Compared with single-family homes, condo prices and sales are particularly volatile because many are bought by groups that are among the first to stop buying when times get tough: first-time buyers, retirees who are downsizing, young people and those looking for second homes. So a rebound in condo construction and sales means buyers sensitive to prices, interest rates or job security are returning to the market.

Also, says CoreLogic, condos have become cheaper relative to single-family homes. 

"Between 2000 and 2003, condo and single-family median home prices were both around $138,000," Khater says. "In late 2003 and early 2004, as the overall market began to overheat, condo prices rose much faster than single-family home prices. By March 2008, the median condo price inflated to 37% above the median single-family detached home price."

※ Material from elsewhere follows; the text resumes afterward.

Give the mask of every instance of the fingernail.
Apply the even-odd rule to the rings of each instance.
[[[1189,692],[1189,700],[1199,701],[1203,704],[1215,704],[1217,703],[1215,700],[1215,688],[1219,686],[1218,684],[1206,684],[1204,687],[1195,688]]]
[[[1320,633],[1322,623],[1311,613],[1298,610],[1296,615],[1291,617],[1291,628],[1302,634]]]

That premium hurt sales, since many buyers prefer the greater privacy and freedom from association rules that they enjoy with single-family homes, as well as the lack of condo fees. By summer of last year, low demand for condos and high demand for single-family homes had eliminated the price gap, so the median condo sold for 1% less than the median single-family home. This year prices have been about the same, in line with long-term patterns.

Read More: With 3-Plus Years to Full Housing Recovery, What If You Want to Sell Now?

New condos sell for about 30% more than existing condos, down from the 80% premium of 2011. Short supply and demand for freshly built units account for much of the gap. Newer units go for more because they provide better amenities and locations, according to CoreLogic. Because of that, new units will probably continue to cost more than older ones, Khater says.

Though CoreLogic doesn't address this, it's also possible that many new condo complexes are financially stronger than many older complexes, because new buyers have had to pass more rigorous financial screening than the owners of older units. To get a mortgage on a condo, the borrower must show the lender that the complex is financially sound, a requirement not faced with a single-family home. This, too, raises demand for new units, supporting the price premium of new condos versus old.

"Clearly," Khater says, "the condo market is recovering in a multitude of ways, from construction volumes to price normalization, which is a good sign because condos are one of the few sources of affordable housing."